The bill would prohibit the manufacturing or sale of a children's product - including toys and jewelry or a consumable product such as candy - that contains lead. Maryland legislators said they are moving forward in the absence of more stringent federal action on the issue. Other states - California, Illinois and Michigan - also have lead product bans.
"It's incumbent on the state to act if the feds won't do it," said Del. James W. Hubbard, a Prince George's County Democrat who sponsored the bill.
Congress is considering legislation that would set tougher quality-control measures, and President Bush has advocated an expansion of government powers to prevent unsafe imports. But the nation's top watchdog, the Consumer Product Safety Commission, has been criticized for not doing enough to police the $2 trillion in imports that enter the United States each year.
Millions of lead-tainted toys from China were recalled last year, including Barbie doll accessories and toys based on characters such as Dora the Explorer and Elmo, as well as toys that contained small magnets that could easily be swallowed. The Consumer Product Safety Commission works with companies to issue recalls when it finds consumer goods that could be harmful. Most recalls are voluntary.

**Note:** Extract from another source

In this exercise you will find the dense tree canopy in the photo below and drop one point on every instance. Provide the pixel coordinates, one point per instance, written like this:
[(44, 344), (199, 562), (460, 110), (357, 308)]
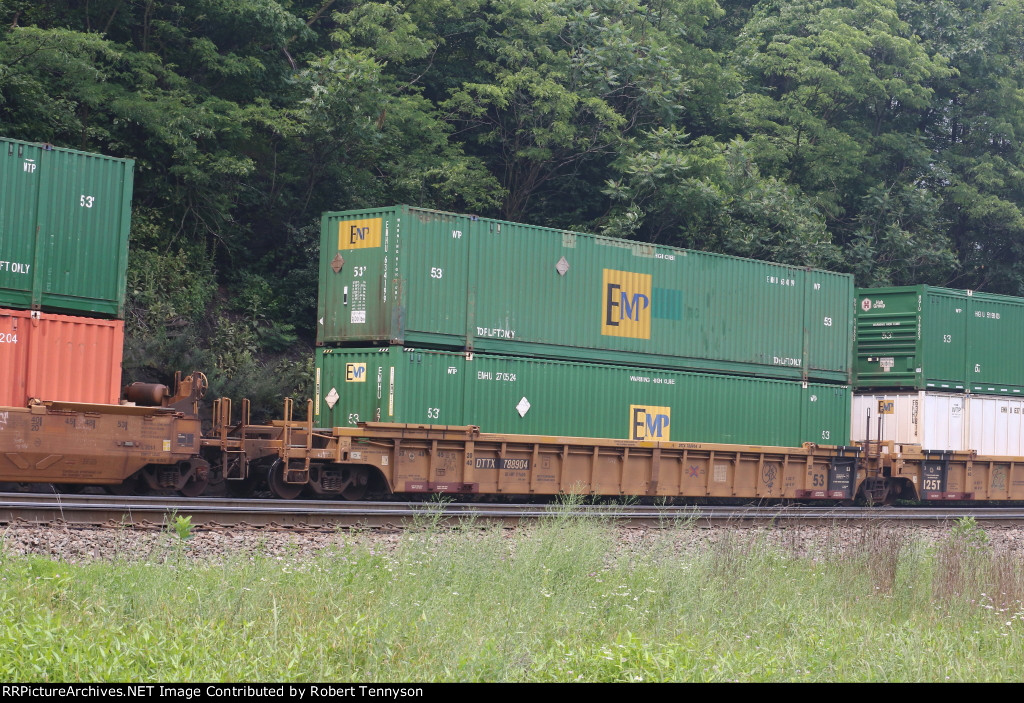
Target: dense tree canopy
[(871, 136)]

Lead can cause brain damage when ingested by young children. A Minnesota boy died of lead poisoning two years ago after swallowing a metal pendant from a charm bracelet that came with a pair of Reebok shoes.
Similar legislation banning lead products passed the Maryland House of Delegates unanimously last year, but it wasn't considered by the full Senate. Sen. Catherine E. Pugh, a Baltimore Democrat, is sponsoring the bill in her chamber this year and said that she anticipates little opposition from lawmakers.
"We don't want our children coming into contact with lead-containing toys," she said. "I think that one of our responsibilities is to protect the children."
According to a fiscal analysis of the bill, increased state inspections would cost more than $50,000 a year. If a product is found to be hazardous, it would have to be removed from store shelves.
Ruth Ann Norton, executive director of the National Coalition to End Childhood Lead Poisoning, said the Maryland legislation would send a message to manufacturers and retailers that they need to better track their products in the supply chain to ensure that they are living up to American standards of safety.
Business groups, including the Maryland Retailers Association, urged lawmakers to be mindful of different standards across states, which could make compliance difficult. The Maryland bill would ban products containing lead in a concentration of more than 0.02 percent of the product's total weight. Other states limit lead content to less than 0.06 percent.
Bruce Bereano, a lobbyist for Safeway Inc., testified at the hearing that some provisions in the bill are "overly broad" and argued that parental responsibility should be part of the debate. "It seems that business is supposed to be the responsible agent for everyone," he said.